I came to SA in 2005, Study VISA 4 years, Work Permit 3 years, Accompany Spouse 3 years and applied for all those permits myself successfully. With changes in regulations in 2014 which I wasn't aware of, I delayed renewing my Section 11(6). I overstayed while waiting for VFS appointment and they refused to accept my application. I applied for Good Cause letter and it was rejected and I was given an Order to Leave. I left and was declared undesirable at the airport but I Appealed using my Marriage Certificate, Children's (2) Birth Certificates and Work Contract. I was investigated by means of a Home Visit to my wife and Kids, and another to my In-Laws (ALL SOUTH AFRICANS) to confirm all these relations. I was then cleared off the undesirable status.
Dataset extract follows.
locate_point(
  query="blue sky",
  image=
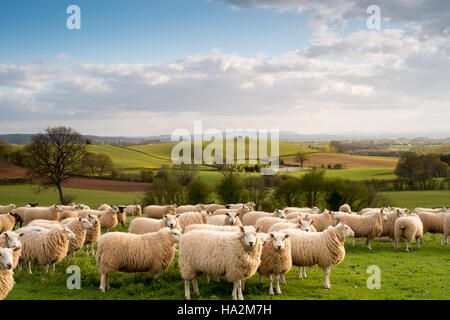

I am back in SA and need to apply for the section 11(6) and the option of applying in my home country is not number one. Has anyone had luck submitting an application to VFS on 90 day visit. I have every document they could ask for and Home Affairs now has a "fresh" file on me.


----------



## Jack14 (Oct 26, 2014)

Nhojspat said:


> I came to SA in 2005, Study VISA 4 years, Work Permit 3 years, Accompany Spouse 3 years and applied for all those permits myself successfully. With changes in regulations in 2014 which I wasn't aware of, I delayed renewing my Section 11(6). I overstayed while waiting for VFS appointment and they refused to accept my application. I applied for Good Cause letter and it was rejected and I was given an Order to Leave. I left and was declared undesirable at the airport but I Appealed using my Marriage Certificate, Children's (2) Birth Certificates and Work Contract. I was investigated by means of a Home Visit to my wife and Kids, and another to my In-Laws (ALL SOUTH AFRICANS) to confirm all these relations. I was then cleared off the undesirable status.
> 
> I am back in SA and need to apply for the section 11(6) and the option of applying in my home country is not number one. Has anyone had luck submitting an application to VFS on 90 day visit. I have every document they could ask for and Home Affairs now has a "fresh" file on me.


Hi 

You can not change your status from within SA if you hold a Visitor Visa

Why dont you want to apply in your Home country if I may ask ?


----------



## Nhojspat (Sep 11, 2015)

I've already been away from my family and work for 6 weeks and the chances of losing employment are high now as I overstayed my leave. I had to come back first to show face and now to return again is an area of uncertainty.


----------



## ernal (Jul 16, 2014)

Your best bet is, Go apply back home for even a study visa, and i don't know how long your visit visa is? U can always get an extension. I presume ur visit is for 3months the least u can always apply also for a Visit visa and let your wife motivate for you and u could get a year and that give you ample time to get a study visa while u still can continue with your work and family, its hard that the govt doesn't see a Family as a primary unit of Basic human existence and i don't think any one should be separated from their family based on overstaying, really our priorities as Humans is far fetched but again these are all man made issues, just love and do all you can for your family, your situation is temporary , all the best


----------



## Nhojspat (Sep 11, 2015)

Thank you @ernal


----------



## LegalMan (Dec 26, 2012)

Nhojspat said:


> I've already been away from my family and work for 6 weeks and the chances of losing employment are high now as I overstayed my leave. I had to come back first to show face and now to return again is an area of uncertainty.


Hi Nhojspat, 

You should return ASAP to your home country and apply for your section 11(6) straight away. No point in beating around the bush. You are unable to change your status here. The turn around time should be less than 30 days. 
In the meantime, if you desperately need to get back to work, apply for a section 11(2), which gets processed within 5 days at the SA Embassy in Harare. It allows for a 30 day work endorsed entry visa.


----------